County, state working to shift state prisoners to Shelby, federal inmates to Great Falls
Cascade County officials are in negotiations with the Montana Department of Corrections to terminate their contract that requires the county to house 150 state inmates who have been sentenced to the state prison system.
On April 22, a bill including a provision allowing the state to discontinue the use of the Cascade County prison passed out of the Senate Finance and Claims Committee at the Montana Legislature.
If approved by lawmakers and signed by the governor, it will allow the county and state to end their contact and the state will move those prisoners to the prison in Shelby, which is operated by CoreCivic.
Sheriff Jesse Slaughter said that he requested the state to vacate the county facility by June 30 to comply with a January executive order from President Biden directing the U.S. Department of Justice not to renew contracts with privately operated prisons. That would move 152 state inmates out of Great Falls.
Slaughter said that executive order has caused the county and state to try to orchestrate the change quickly.
He said that if the Legislature approves the move, the state prisoners housed in Cascade County would be transferred to Shelby and a portion of the federal inmates housed at Shelby would be transferred to Great Falls to make up for some of the lost revenue from the state contract, which is about $4 million annually.
Nothing will be final until the bill is approved at the Legislature and contracts are executed by the Cascade County Commission. If the bill isn’t approved by the legislature and new contracts aren’t signed, the housing situation will remain the same, Slaughter said.
Slaughter said the details are in flux, but he hopes to take some of the federal inmates and then free up about 100 more beds for the county jail.
As of April 23, the jail had 301 people on the county side and 154 on the state prison side. Sixteen of the county inmates are state holds or waits, according to Undersheriff Cory Reeves. Capacity on the county side is 212. Capacity on the state prison side is 152.
In a release, Slaughter said the county “would be pleased to help the U.S. Marshal Service by accepting a portion of their federal detainees who were being held in Shelby, at our facility. Given that change, it seemed like a good time to approach the DOC about vacating our facility to allow for additional space to alleviate the overcrowding that has really impacted public safety in the county. This avoids us having to go to the county taxpayer and ask for a levy to expand the jail and allows us to keep people who pose a danger to our community locked up. It’s really a win-win and I appreciate the DOC working with us to make this happen.”
As part of the discussion, the county has agreed to settle its lawsuit filed in 2019 against the state over unpaid fees for housing state inmates.

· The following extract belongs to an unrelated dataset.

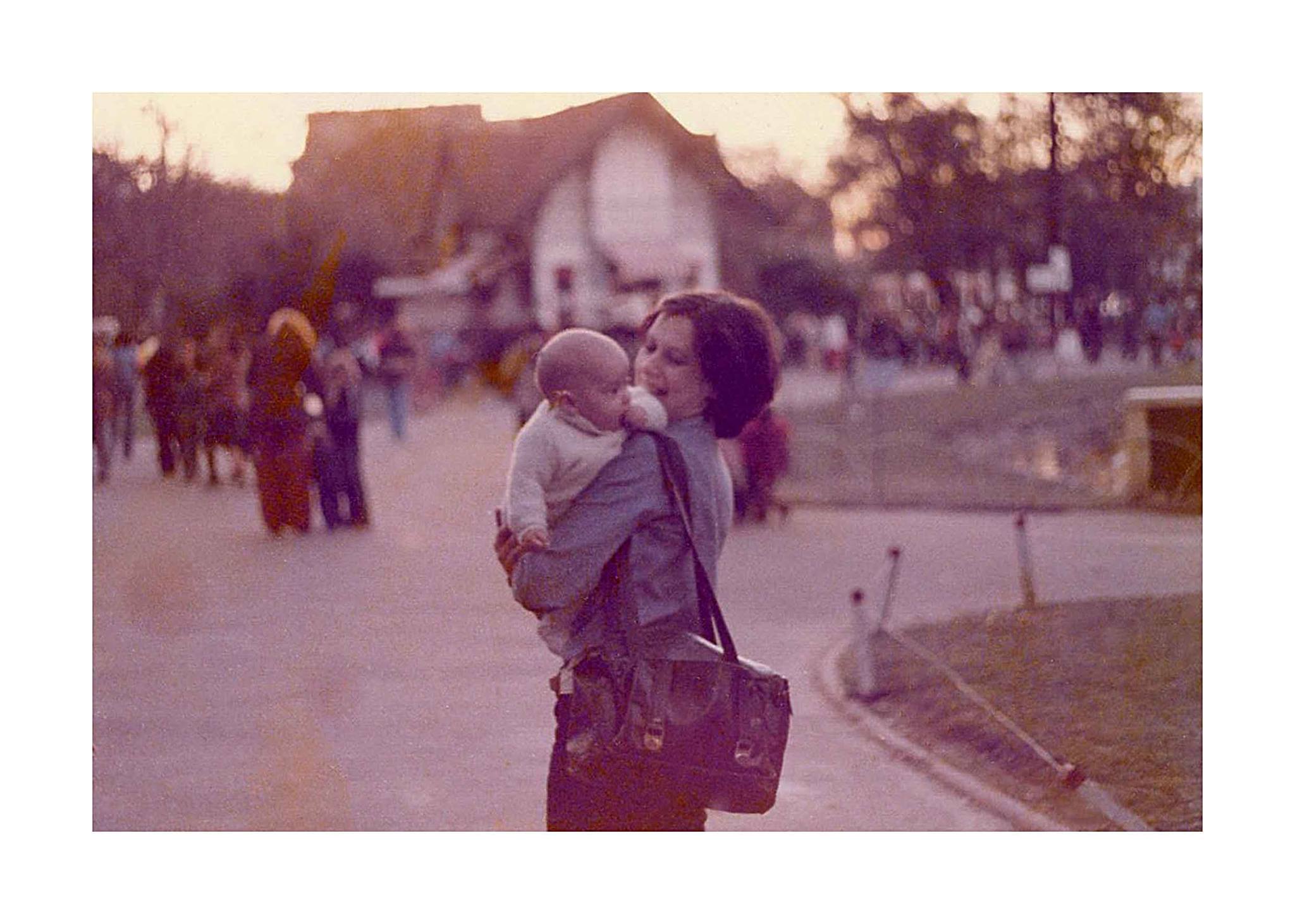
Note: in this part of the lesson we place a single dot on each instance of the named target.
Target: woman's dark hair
(737, 348)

Moving state inmates from Great Falls to Shelby is “a win” for inmates and taxpayers DoC Director Brian Gootkin said in a release. The Shelby facility “has much more expansive services related to recreation space, general education and vocational education classes, behavioral health services, and religious services, including an outdoor sweat facility for Native American inmates. This would give the DoC greater opportunity to give the inmates the skills they need to be successful when they return to our communities.”
As the details of these moves and contracts firm up, The Electric will report updates.